Los soldados se protegían con escudos, cascos, corazas y espinilleras. Disponían de distinto armamento como espadas, puñales, lanzas, jabalinas, hondas y arcos. Parece que no hubo un arma de caballería entre los íberos hasta el inicio de la Segunda Guerra Púnica. A partir de este periodo empezaron a existir números contingentes de caballería. Entre los materiales relacionados con el uso del caballo se encontraban los bocados y las espuelas. Sin embargo no se han localizado herraduras. La falcata es la espada más conocida del ámbito íbero. Parece que su origen está en la machaira griega, que procedía de la región de Iliria y llegó a la Península Ibérica en el siglo V a.C. adaptándose a las necesidades y gustos locales, para lo que se acortó su longitud, se transformó la hoja de un filo en otra de doble filo y se le dotó de unas acanaladuras a lo largo de la hoja que aligera el arma a la vez que mejora su rigidez. Tenía unas dimensiones de 55 a 70 centímetros, con una hoja curvada, de doble filo en su último tercio, lo que le permitía herir clavando su punta o cortando con sus filos. La hoja de la falcata se solía fabricar a base de varias láminas, generalmente tres de acero y hierro, soldadas mediante golpes de martillo sobre el yunque, lo que la dotaba de una gran dureza, resistencia y flexibilidad. Muchos de los ejemplares encontrados en los ajuares de las tumbas presentan decoraciones a base de nielado (una especie de damasquinado) con hilo de plata. De las tres láminas que solían formar la hoja, la central se prolongaba para formar el cuerpo de la empuñadora, que se completaba con un mango de madera o metal sujeta por remaches. A su vez, la empuñadora solía ir cerrada y rematada con figuras de cabezas de caballo o ave. La funda se confeccionaba en cuero, en algunas ocasiones con rebordes metálicos, y solía llevarse casi de forma horizontal junto al abdomen en vez de ir colgada a un costado. Además, la presencia de mercenarios procedentes de la Península Ibérica en las diversas guerras que se desarrollaron a lo largo y ancho de Mediterráneo está bien documentada a partir del siglo VI a.C. y serían reclutados por las potencias que luchaban en aquellos momentos por el control del Mediterráneo: cartaginenses, griegos y romanos.

Religión y muerte

Se desconoce bastante sobre los rituales religiosos y las divinidades adoradas por este pueblo. Se cree que en la fase más antigua los íberos dirigían sus súplicas a las fuerzas de la naturaleza y a determinados animales como el lobo y el ciervo. Dentro del arte íbero existen diversos ejemplos en los que hay posibles representaciones de divinidades. No está confirmada existencia de sacerdotes, aunque es muy probable la presencia de individuos que formarían un grupo social privilegiado y estarían encargados de los ritos y ceremonias religiosas además de actuar de intermediarios entre hombres y dioses. También los máximos dirigentes de las ciudades tendrían una importante función religiosa.

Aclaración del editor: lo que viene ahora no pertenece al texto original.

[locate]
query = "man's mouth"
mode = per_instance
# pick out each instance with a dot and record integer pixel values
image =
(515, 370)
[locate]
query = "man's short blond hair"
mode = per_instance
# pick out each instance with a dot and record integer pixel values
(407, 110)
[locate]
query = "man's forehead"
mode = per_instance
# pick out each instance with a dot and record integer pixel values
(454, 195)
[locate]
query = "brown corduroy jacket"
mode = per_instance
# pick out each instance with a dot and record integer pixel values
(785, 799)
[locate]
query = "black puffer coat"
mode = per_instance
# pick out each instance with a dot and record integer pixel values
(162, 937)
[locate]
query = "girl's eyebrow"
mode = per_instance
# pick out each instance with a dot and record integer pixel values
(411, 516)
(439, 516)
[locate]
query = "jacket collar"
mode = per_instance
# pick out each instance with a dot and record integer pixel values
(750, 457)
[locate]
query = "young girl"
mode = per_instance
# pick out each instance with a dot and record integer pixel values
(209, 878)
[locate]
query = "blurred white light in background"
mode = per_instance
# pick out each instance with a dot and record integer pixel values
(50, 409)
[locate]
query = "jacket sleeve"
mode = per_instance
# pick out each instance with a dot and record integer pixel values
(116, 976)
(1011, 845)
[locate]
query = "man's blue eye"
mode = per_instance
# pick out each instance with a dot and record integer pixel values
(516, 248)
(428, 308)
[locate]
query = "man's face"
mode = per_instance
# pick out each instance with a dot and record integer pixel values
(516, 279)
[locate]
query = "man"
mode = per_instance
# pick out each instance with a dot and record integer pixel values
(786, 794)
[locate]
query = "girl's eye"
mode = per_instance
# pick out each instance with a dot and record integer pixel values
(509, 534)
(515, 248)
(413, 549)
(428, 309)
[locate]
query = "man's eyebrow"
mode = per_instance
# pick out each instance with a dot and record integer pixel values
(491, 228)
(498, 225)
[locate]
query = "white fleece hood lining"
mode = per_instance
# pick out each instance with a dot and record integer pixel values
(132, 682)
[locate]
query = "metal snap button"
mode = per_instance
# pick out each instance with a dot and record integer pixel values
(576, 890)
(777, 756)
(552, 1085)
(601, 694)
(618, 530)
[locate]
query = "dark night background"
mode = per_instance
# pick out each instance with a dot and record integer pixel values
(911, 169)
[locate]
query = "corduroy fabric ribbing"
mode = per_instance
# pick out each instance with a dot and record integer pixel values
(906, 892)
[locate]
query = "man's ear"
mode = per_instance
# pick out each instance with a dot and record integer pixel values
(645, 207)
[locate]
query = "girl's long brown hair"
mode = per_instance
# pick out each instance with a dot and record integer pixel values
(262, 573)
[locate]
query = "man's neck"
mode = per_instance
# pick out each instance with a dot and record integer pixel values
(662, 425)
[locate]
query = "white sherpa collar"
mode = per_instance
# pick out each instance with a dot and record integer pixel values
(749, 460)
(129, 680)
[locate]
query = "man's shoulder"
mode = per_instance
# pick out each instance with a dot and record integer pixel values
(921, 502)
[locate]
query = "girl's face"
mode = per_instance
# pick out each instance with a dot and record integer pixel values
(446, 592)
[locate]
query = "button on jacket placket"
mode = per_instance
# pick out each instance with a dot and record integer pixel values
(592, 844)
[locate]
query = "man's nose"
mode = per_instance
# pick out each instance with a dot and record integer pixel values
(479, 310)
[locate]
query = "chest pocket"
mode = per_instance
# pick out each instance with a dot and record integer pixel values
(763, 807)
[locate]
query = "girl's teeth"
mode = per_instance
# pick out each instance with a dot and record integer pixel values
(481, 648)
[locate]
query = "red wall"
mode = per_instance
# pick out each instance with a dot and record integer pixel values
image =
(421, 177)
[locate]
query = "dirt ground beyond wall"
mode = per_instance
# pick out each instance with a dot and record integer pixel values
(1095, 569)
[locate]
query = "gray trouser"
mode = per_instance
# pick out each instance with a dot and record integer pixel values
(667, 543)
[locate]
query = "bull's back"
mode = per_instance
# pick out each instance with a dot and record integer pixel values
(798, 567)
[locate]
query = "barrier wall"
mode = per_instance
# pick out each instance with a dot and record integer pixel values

En las ciudades no se han encontrado edificios monumentales dedicados a las divinidades, aunque sí existían capillas dentro de algunas viviendas y pequeños santuarios públicos. Sin embargo, fuera de las ciudades había algunos grandes santuarios vinculados a un ámbito territorial mayor, como el Cerro de los Santos (Montealegre, Albacete), el Collado de los Jardines situado en Despeñaperros (Santa Elena, Jaén), la Cueva de la Lobera (Castellar de Santisteban, Jaén) y el Santuario de Nuestra Señora de la Luz (Murcia). Estos santuarios eran espacios naturales lejanos de ciudades y cercanos a importantes vías de comunicación, habitualmente en cuevas o abrigos, hacia donde se dirigían las peregrinaciones y se realizaban las ofrendas. Algunos de los santuarios continuaron utilizándose durante dominio romano y adoptaron forma de templos clásicos. Esto ocurrió en La Encarnación (Caravaca, Murcia) o el Cerro de los Santos (Montealegre, Albacete).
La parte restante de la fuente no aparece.